Roasted Strawberry and Chia Seed Jam Ingredients:
  • 2 Quarts Strawberries - rinsed and hulled and cut in half
  • 2 Tablespoons Thick Balsamic Vinegar
  • 1 Tablespoon Chia Seeds
  • 1 Teaspoon Lemon Juice (Fresh or Bottled, either is fine)
Enjoy the video montage of how I made the jam, with an apropos music choice to go along with it!

Directions:
  1. Preheat oven to 400 degrees Fahrenheit
  2. Clean the strawberries, rinsing under cold running water, then hull and slice in half.  Place strawberries onto a sheet tray lined with either parchment paper or a Silpat.  Sprinkle two tablespoons of balsamic vinegar over the strawberries and toss to combine.  Roast the strawberries for 30 minutes, stirring occasionally, or until the juices released are thick and syrupy, and the strawberries have reduced in size and look caramelized.

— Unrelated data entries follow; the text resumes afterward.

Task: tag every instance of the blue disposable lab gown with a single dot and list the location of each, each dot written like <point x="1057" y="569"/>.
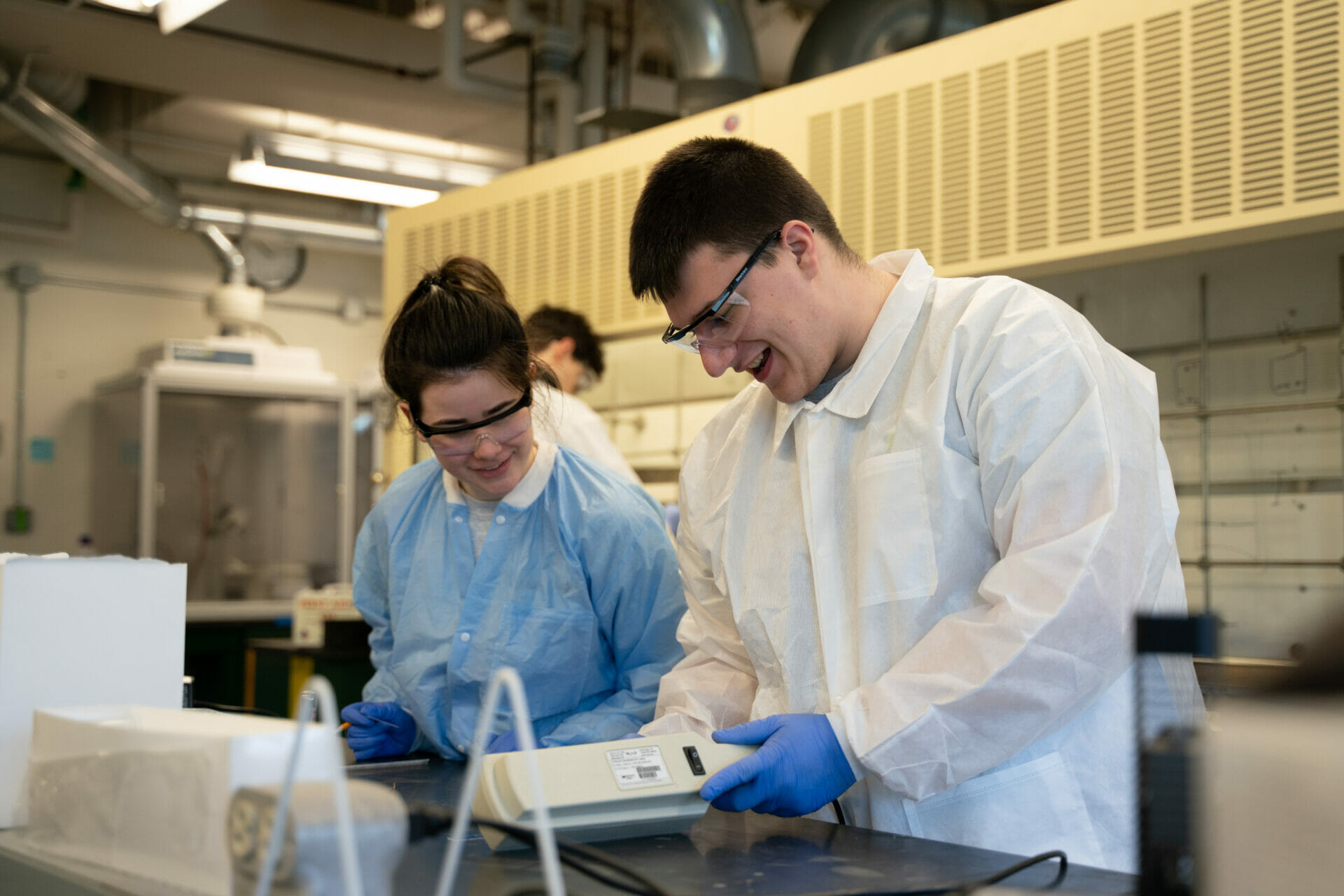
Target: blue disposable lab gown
<point x="575" y="587"/>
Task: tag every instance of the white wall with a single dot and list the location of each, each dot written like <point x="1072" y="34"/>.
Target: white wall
<point x="78" y="337"/>
<point x="1276" y="476"/>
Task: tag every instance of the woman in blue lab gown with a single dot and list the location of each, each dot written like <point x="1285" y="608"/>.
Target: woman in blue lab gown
<point x="502" y="551"/>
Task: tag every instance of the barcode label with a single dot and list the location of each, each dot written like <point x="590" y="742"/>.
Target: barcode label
<point x="638" y="767"/>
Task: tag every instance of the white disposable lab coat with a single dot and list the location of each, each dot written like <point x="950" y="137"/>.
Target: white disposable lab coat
<point x="944" y="555"/>
<point x="569" y="421"/>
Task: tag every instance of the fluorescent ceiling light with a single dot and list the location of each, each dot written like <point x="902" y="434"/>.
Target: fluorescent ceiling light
<point x="252" y="171"/>
<point x="175" y="14"/>
<point x="143" y="7"/>
<point x="353" y="171"/>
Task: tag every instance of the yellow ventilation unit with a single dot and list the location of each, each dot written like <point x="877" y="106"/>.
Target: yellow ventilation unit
<point x="1082" y="133"/>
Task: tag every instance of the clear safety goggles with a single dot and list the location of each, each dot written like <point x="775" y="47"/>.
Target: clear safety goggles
<point x="720" y="324"/>
<point x="464" y="440"/>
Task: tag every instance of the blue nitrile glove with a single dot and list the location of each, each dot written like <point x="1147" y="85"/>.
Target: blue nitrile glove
<point x="797" y="770"/>
<point x="379" y="729"/>
<point x="505" y="742"/>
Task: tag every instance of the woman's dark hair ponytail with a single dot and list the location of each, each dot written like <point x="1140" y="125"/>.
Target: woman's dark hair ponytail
<point x="457" y="318"/>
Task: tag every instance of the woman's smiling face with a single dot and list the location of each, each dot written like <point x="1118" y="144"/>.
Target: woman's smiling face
<point x="493" y="468"/>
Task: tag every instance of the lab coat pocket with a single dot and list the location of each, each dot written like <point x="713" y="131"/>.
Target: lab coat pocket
<point x="892" y="536"/>
<point x="1023" y="809"/>
<point x="554" y="652"/>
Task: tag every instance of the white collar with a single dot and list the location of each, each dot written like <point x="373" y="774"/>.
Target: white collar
<point x="528" y="488"/>
<point x="854" y="396"/>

  3. Remove strawberries from the oven and put them into a 3 quart sauce pot, scraping all the juices into the pot.  Cook the strawberries over medium heat until they break down further.  To accelerate the process, smash the strawberries with a potato masher, the back of a wooden spoon, or if your adventurous, puree them with an immersion blender or in a food processor/blender/chopper.
  4. Once the strawberries have been mashed to a uniform consistency, add in the tablespoon of chia seeds and the teaspoon of lemon juice and stir to combine. 
  5. Bring the mixture to a boil for five minutes, then remove from heat and pour into your clean prepared jars.  Leave 1/2 inch of headspace in each jar or container if freezing or canning.
  6. For refrigerator storage, the jam will keep for up to two weeks. 
  7. For freezing, leave 1/2 inch headspace, cool thorougly before placing freezer-safe containers not the freezer.  Keep frozen until use, for up to 3 months.
  8. **To can the jars, follow the directions for a water-based canning method - boiling jam for five minutes then simmering it for another 10 minutes.  Pour hot jam into hot, cleaned/sterilized jars, leaving 1/4 inch headspace in each jar.  To keep the acidity levels high enough to keep these safe, I usually add in a 1/4 teaspoon of bottled lemon juice to each jar that I'm about to can for each 4-8 ounce jar.  If canning in larger jars, such as pints, use a 1/2 teaspoon of lemon juice on top of each jar before sealing. 
  9. Release air bubbles in jars by sliding a knife into the side of each jar.  Wipe jar mouth clean then place lid and screw band onto the jars, tightening until it is finger-tip tight.  Place jars into the water-bath and process for 30 minutes.  Turn off heat and leave jars in water-bath for 5 minutes, then remove and place jars onto a clean kitchen towel and allow to cool for 12 hours.  If any jars did not seal, place that jar into the refrigerator and use the jam within one week.  The sealed processed jars can be kept in a cool, dark place for up to one year.